En los países musulmanes de la cuenca mediterránea y sus entornos, los movimientos de reislamización toman cronológicamente el relevo de los grupos marxistas en el cuestionamiento de los valores fundamentales del orden social. Este fenómeno se desarrolla en la década de los setenta, durante la cual estallan violentos conflictos entre los dos movimientos por el control de los espacios estructurales de rebelión: sobre todo los campus universitarios y las periferias de las grandes ciudades, donde se extienden las chabolas y todo tipo de hábitats precarios. Sobre el filo de los ochenta, los marxistas han sido derrotados por doquier, y la década será marco de una esporádica agitación islamista que conoce algunos momentos difíciles; tales como el asalto a la Gran Mezquita de la Meca en 1979, el asesinato de Sadat en octubre de 1981 o la resistencia afgana a la invasión soviética.

No obstante, la toma del poder —objetivo de los grupos de activistas más radicales— sólo se ha materializado en Irán. La violencia de los años ochenta, cristalizada por la guerra Irán-Irak y la contienda civil libanesa, exacerbada por el terrorismo, no ha logrado conmover decisivamente el orden social ni influir decisivamente en las relaciones internacionales en el sentido deseado por los militantes islamistas. A cambio, se ha llevado a cabo una «rampante» reislamización «de base» que afecta a los hábitos y las formas de vida e impregna el tejido social de los países del mundo musulmán. Los sensibles avances de este proceso pueden conducir incluso, como en el caso de Argelia, a la estructuración de una inmensa red de contrapoderes locales que, llegado el día, precipitarán el derrumbe de una dictadura con veinticinco años de antigüedad.

De la rebeldía marxista a la «ruptura» islamista

Si se quiere comprender la tendencia de los movimientos de reislamización en el ocaso del siglo XX hay que volver primero sobre la década de los sesenta y el momento de la euforia independentista.

En casi todas partes el dominio colonial ha cedido el paso a la creación de Estados independientes. Desde Turquía —de donde Ataturk expulsó hace medio siglo a los ejércitos extranjeros— hasta Argelia —abandonada por los franceses a comienzos de la década— son hijos del país quienes constituyen las elites del poder y administran soberanamente los vínculos entre Estado y sociedad. Durante un tiempo, la euforia de la independencia concede a los dirigentes un «estado de gracia» que permite encubrir o minimizar los conflictos sociales. Portadores de la modernidad y el cambio, los equipos gobernantes se benefician de una fuerte legitimidad, nacida de la participación en victoriosos combates contra el poderío colonial, y los nuevos regímenes establecen su simbología en torno a las grandes fechas y los hechos magnos de la guerra liberadora y sus signos augúrales.

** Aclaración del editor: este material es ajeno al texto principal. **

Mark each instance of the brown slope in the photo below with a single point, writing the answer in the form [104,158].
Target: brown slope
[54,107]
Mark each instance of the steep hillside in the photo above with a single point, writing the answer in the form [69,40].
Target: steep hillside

Las primeras dificultades serias nacen de la gestión de economías muy pobres en el marco de la explosión demográfica de los años sesenta. De las orillas del Nilo al Sahara, las aclimataciones del modelo soviético de desarrollo propician el surgimiento de embrionarias industrias pesadas que, no obstante, en breve plazo se revelarán incapaces de competir en el mercado mundial y se transformarán en fiascos financieros. Su otra finalidad, ideológica —fabricar una clase obrera en sociedades donde no existía, para ajustar la realidad al esquema marxista—, no se cumplirá con mucho más éxito.

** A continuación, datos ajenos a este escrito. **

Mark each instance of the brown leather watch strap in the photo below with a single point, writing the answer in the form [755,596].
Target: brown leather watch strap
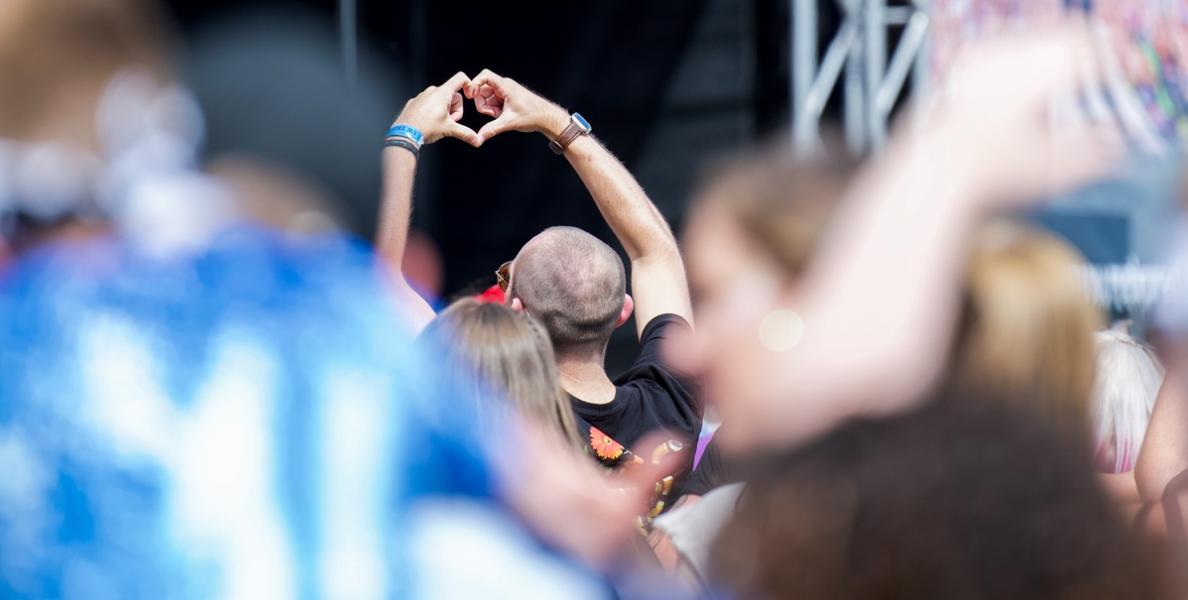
[567,137]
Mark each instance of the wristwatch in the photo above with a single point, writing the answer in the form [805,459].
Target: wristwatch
[577,126]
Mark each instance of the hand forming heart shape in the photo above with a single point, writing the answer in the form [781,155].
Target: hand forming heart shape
[437,111]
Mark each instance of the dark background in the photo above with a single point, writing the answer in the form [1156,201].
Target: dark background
[668,84]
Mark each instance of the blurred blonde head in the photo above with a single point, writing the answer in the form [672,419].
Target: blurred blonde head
[1028,326]
[57,57]
[494,348]
[1128,381]
[1027,330]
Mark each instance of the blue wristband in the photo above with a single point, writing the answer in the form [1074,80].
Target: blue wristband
[406,132]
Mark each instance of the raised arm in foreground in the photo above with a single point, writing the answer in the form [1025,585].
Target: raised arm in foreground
[658,282]
[434,113]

En los países musulmanes que reclaman para sí las leyes del mercado, éstas se ven limitadas por la persistencia de mecanismos feudales y una corrupción a gran escala. Apenas si permiten asegurar el empleo y la vivienda de un número cada vez mayor de jóvenes que el éxodo rural precipita en las periferias urbanas subintegradas. Este aspecto social del Tercer Mundo, que por el grado de miseria que comporta no deja de presentar ciertas semejanzas con la formación del proletariado europeo en el siglo XIX, exacerba las contradicciones entre las elites dirigentes y la población, y empieza a cuestionar el consenso político de los días posteriores a la independencia.

Los primeros que intentan capitalizar el descontento entonces reinante son los grupos de inspiración marxista, aunque en casi ninguna de esas comarcas exista apenas, a fines de los años sesenta, un partido comunista estructurado, poderoso e independiente del régimen, capaz de encabezar un movimiento revolucionario. En los Estados conservadores o «burgueses», donde sus militantes nunca participan en la gestión de los asuntos públicos, los partidos y organizaciones comunistas de diversas tendencias desarrollan su actividad ya clandestinamente, como en Irán o Turquía, ya en la legalidad, como en el Líbano. Sea por su exiguo número de militantes reales o por la represión que les sale al paso, ninguno de estos grupos tienen posibilidades de derribar el régimen en cuestión, pero su visión del mundo alimenta confusamente las aspiraciones de quienes desean cambiar el orden social en profundidad. No existe ningún otro discurso contestatario tan elaborado como el marxista, portador a la vez de una crítica radical del orden existente y de la utopía de una sociedad mejor.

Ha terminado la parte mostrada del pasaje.